Every year on December 1st, the world remembers the victims of AIDS. At present, there are over 30 million people living with HIV and more than 25 million people worldwide have dies of AIDS .
Although Hungary is still among the low-prevalence countries, the rate of infection is ever increasing. From the beginning of 2009 until the end of September, there were 102 new HIV-cases registered, 14 people were diagnosed with AIDS, and 8 people died of AIDS. (source: Epinfo 16./45. by the National Center of Epidemiology) Young people under 25 are more often among the newly diagnosed, and this year alone their numbers have risen by 40%. The AIDS cases and deaths are largely due to the fact that a substantial number of HIV-positive people only begin to receive medical care when they reach a fully developed AIDS-state.

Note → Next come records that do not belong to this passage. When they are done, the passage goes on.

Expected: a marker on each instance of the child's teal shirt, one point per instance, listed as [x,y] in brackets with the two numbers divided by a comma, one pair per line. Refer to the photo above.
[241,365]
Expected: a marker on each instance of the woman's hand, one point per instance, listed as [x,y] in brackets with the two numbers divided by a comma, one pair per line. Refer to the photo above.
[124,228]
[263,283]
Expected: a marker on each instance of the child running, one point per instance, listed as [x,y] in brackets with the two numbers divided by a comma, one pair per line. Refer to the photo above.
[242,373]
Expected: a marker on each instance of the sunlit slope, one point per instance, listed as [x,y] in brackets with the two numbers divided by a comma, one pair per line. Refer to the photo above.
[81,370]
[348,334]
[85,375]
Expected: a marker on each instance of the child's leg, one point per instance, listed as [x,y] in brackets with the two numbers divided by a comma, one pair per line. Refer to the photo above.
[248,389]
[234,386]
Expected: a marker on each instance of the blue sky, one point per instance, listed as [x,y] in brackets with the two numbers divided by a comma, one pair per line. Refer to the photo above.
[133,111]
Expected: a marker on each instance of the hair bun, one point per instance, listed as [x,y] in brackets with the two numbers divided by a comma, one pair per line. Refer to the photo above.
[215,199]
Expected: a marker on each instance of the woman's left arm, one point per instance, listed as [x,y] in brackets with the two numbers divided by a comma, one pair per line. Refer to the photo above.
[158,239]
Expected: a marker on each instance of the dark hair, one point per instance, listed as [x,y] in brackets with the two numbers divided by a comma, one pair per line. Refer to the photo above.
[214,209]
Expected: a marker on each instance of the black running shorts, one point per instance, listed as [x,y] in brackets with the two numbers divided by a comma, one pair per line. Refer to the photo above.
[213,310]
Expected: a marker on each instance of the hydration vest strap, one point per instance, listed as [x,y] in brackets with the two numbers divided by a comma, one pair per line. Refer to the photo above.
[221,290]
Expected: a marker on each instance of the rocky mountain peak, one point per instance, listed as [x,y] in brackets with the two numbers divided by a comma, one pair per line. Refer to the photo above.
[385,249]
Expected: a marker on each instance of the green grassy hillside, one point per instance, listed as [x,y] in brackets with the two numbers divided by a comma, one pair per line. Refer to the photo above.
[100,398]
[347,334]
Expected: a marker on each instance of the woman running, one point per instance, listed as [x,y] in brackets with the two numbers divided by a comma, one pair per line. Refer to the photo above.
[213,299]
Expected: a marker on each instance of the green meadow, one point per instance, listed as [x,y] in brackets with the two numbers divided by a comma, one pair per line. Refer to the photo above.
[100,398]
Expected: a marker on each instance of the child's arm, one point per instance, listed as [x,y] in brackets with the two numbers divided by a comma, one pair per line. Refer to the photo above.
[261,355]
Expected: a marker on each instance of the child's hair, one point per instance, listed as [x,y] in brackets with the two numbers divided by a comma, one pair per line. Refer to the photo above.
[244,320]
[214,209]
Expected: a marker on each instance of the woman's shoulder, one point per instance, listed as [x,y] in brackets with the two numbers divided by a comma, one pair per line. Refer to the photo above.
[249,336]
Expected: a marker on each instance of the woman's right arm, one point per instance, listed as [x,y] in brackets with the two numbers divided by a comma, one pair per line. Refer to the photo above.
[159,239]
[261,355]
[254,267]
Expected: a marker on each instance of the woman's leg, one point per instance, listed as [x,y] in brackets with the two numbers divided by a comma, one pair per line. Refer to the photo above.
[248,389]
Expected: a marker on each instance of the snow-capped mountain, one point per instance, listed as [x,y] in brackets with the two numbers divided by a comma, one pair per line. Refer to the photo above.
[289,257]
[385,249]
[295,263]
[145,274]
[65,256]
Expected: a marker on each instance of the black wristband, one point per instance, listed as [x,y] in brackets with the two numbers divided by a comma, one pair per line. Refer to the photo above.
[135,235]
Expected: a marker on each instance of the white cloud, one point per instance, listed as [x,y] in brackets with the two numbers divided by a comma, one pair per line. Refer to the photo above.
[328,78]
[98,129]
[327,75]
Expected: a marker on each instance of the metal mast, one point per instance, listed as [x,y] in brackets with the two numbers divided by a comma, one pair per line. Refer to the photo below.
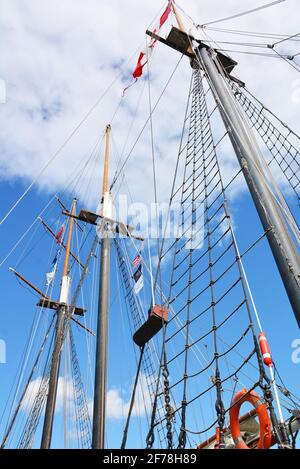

The main reason for this pitiful state of affairs in Hungary is due to the complete failure to effectively implement the National AIDS Strategy. Because the National AIDS Strategy only exists on paper, there has been no concerted effort by the Hungarian government to achieve targeted goals in terms of prevention and to reduce discrimination and stigmatizations of people living with HIV/AIDS. The National AIDS Committee fails again and again to fulfill its mandate, as there is not enough political will to take seriously the fight against HIV and AIDS.
Since the mid 90s, there have been no national campaigns for the general population, and the figures reflect this lack of information and sexual education among young people. Because targeted prevention is not a priority, the targeted prevention that does happen with MSM, sex workers and IDUs are done by NGOs with very little financial support from the government.
The HCLU study on VCT in Hungary (http://tasz.hu/en/en/vct) has shown that there are huge problems in this filed as well. There is no or inadequate counseling, which makes HIV-test lose its prevention value, and the law which ensures anonymous testing is often broken by VCT-service providers. Regarding the number of HIV-test performed annually, Hungary is ranked among the last in Europe, and the Ministry of Health has no plan in place to increase HIV testing figures.
One of the most important goals of the National AIDS Strategy was to reduce stigma of people living with HIV/AIDS. As there are neither anti-discrimination campaigns, nor trainings for medical staff or teachers, PLWHA are continuously the victims of discrimination, especially during their non-HIV-specific medical care (e.g. dental care). In Hungary, HIV-treatment is centralized; patients have to travel to the capital from all over the country for their check-ups, treatment and medication.